Pour commencer, parlez-nous de la formation du groupe Antena ? 

Pascale et moi, on traînait ensemble depuis 76 (on avait 16 ans), moi je jouais déjà de la guitare et j’écrivais des petites chansons. Déjà de la bossa nova, et elle voulait devenir styliste, faire des robes, c’était sa passion (et c’est ce qu’elle fait aujourd’hui). En 1979 on est parties ensemble à Londres, j’étais la jeune fille au pair de Rick Wakeman l’organiste de YES et elle s’occupait d’une dame écrivain qui voulait juste qu’on lui parle français. Je dois dire, que dans le manoir des Wakeman, on en a écrit des chansons et on a surtout réalisé qu’il était possible de vivre de la musique (contrairement à ce que pensaient mes parents).

De retour en France, pendant une étape à Valence, on a rencontré Sylvain. Il soufflait timidement dans son saxophone mais il aimait Stan Getz, nous de notre côté on enregistrait des bruits, des ambiances. Même s’il nous a trouvé folles, il a vite accepté de se joindre au groupe, au moins de participer de temps en temps à nos élucubrations. Comme on s’entendait vraiment bien on a cherché un appart tous les trois à Paris. Et c’est là que Pascale et moi, on a commencé à jouer dans le métro. Moi à la guitare, on chantait toutes les deux et elle tenait la casquette. C’est une époque où deux filles qui chantaient dans le métro pouvaient bien gagner leur vie… Deux allers retours Porte de Clignancourt-Porte d’Orléans et on avait couvert les frais de la journée !

Rapidement l’idée d’enregistrer notre musique a commencé à germer dans nos esprits. Certes, j’avais la musique dans ma tête et les textes s’accumulaient dans nos cahiers depuis des années avec Pascale, mais il fallait que l’on puisse nous écouter sur un support physique. Alors avec nos économies, on a investi dans un enregistreur deux pistes à bandes et du matériel. Puisqu’on ne pouvait pas jouer avec un batteur, on a opté pour une boîte à rythme (la TR808 qui n’était pas encore arrivée en France, on l’a commandé chez Roland Japon) et on avait déjà guitares, clavier, saxophone, quelques percussions et un seul micro. L’année suivante en 81, on a ajouté la bass line de Roland TB303, et voilà, on avait un bassiste !

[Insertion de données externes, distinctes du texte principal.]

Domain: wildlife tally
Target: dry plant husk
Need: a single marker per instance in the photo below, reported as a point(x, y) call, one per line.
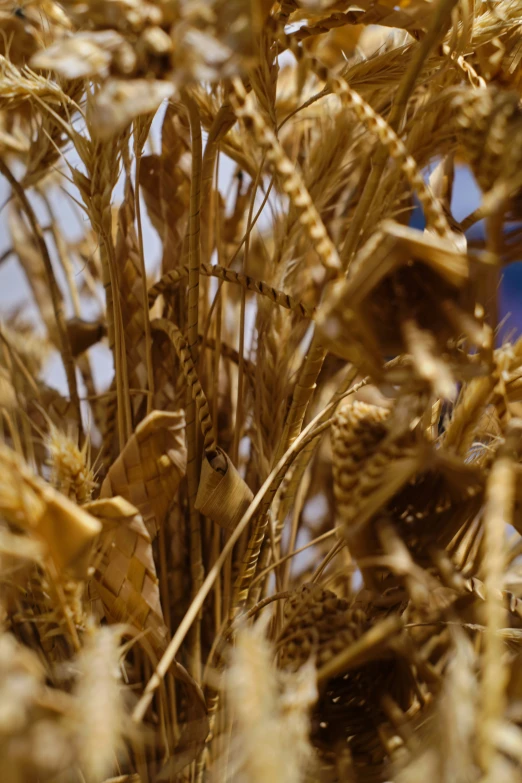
point(282, 541)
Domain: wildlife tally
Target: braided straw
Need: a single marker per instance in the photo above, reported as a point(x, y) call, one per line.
point(148, 470)
point(189, 371)
point(289, 175)
point(172, 278)
point(125, 574)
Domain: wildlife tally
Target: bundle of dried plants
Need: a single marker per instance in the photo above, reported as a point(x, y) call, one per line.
point(282, 542)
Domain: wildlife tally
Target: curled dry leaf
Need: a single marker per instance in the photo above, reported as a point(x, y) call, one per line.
point(119, 102)
point(67, 531)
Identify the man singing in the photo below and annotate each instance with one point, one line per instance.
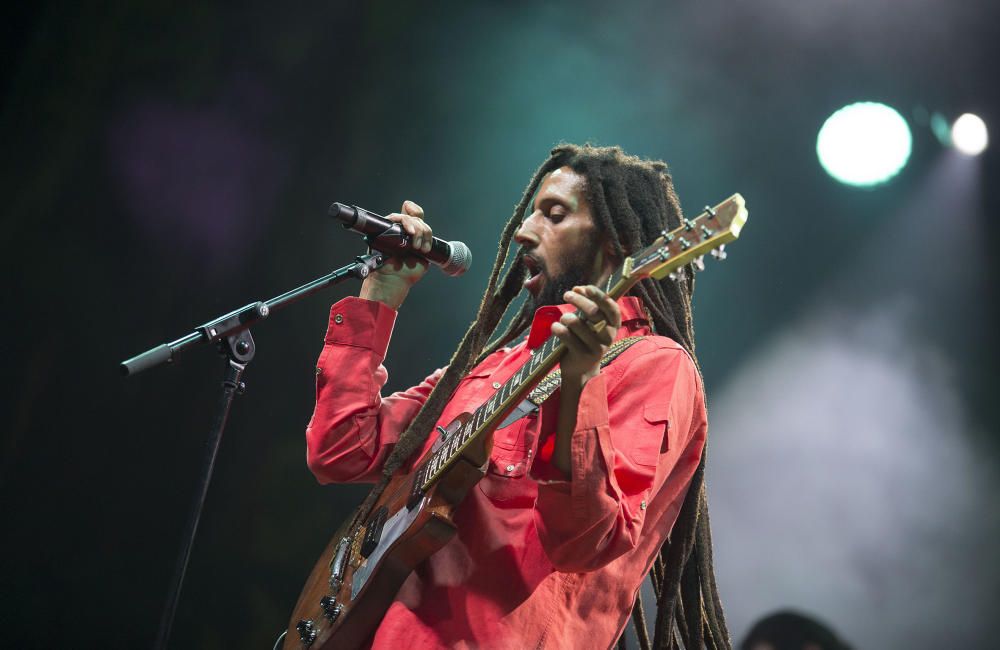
(581, 500)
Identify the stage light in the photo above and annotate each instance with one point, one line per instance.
(864, 144)
(969, 134)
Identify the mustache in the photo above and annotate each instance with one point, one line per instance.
(531, 263)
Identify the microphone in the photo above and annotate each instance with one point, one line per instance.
(454, 257)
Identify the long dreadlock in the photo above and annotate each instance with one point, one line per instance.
(632, 201)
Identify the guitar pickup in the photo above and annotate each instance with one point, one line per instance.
(373, 531)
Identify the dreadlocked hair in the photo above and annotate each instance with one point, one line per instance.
(632, 201)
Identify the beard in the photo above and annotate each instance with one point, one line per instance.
(577, 268)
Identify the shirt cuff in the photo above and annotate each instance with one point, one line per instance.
(361, 323)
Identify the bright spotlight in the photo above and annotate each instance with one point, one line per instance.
(969, 135)
(864, 144)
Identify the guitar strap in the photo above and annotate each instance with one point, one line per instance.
(551, 382)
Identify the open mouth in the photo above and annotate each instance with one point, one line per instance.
(533, 273)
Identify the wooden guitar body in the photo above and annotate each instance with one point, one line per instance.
(353, 584)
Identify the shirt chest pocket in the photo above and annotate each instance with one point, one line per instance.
(652, 438)
(506, 483)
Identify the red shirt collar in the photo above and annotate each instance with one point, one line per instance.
(541, 325)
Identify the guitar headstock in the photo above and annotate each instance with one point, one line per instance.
(706, 233)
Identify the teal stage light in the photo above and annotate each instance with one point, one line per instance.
(969, 134)
(864, 144)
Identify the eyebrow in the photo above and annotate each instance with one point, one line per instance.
(572, 205)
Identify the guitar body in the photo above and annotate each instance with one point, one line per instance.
(354, 581)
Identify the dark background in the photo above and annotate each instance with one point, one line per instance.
(164, 163)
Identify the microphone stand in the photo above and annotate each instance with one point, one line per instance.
(231, 333)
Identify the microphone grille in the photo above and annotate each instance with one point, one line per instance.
(459, 261)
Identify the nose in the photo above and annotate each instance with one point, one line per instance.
(525, 234)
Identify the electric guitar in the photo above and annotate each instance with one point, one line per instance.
(358, 575)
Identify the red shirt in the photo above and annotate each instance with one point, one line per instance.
(539, 561)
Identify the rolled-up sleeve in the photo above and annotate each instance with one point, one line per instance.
(638, 439)
(353, 428)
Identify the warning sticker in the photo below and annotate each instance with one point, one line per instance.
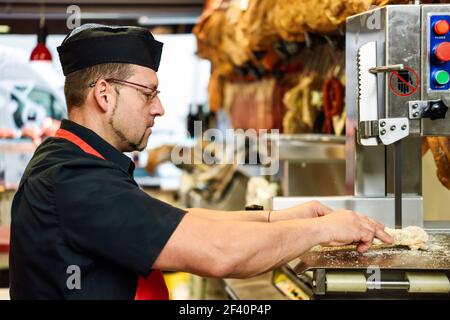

Lors d’une soirée chez des amis à Paris, j’ai rencontré Catherine Ringer des Rita Mitsouko. Alors qu’ils donnaient leur premier concert à l’usine Pali Kao, elle m’a invité à faire la première partie. Chiche, on l’a fait. C’est à ce moment là qu’on a trouvé le nom du groupe. Une référence à une chanson de Kraftwerk «Antenna», qu’on adorait, I’m the Antenna catching vibration … mais comme notre musique avait pas mal de couleurs latines, on l’a orthographié avec un seul “N”, comme en espagnol. Ce concert nous a donc donné l’envie d’enregistrer nos titres en maquette, on a fait des copies cassettes. Ne sachant pas vraiment à qui s’adresser, on a sorti tous nos vinyles. C’est alors qu’on a commencé à chercher les adresses des maisons de disques qui sortaient nos artistes préférés.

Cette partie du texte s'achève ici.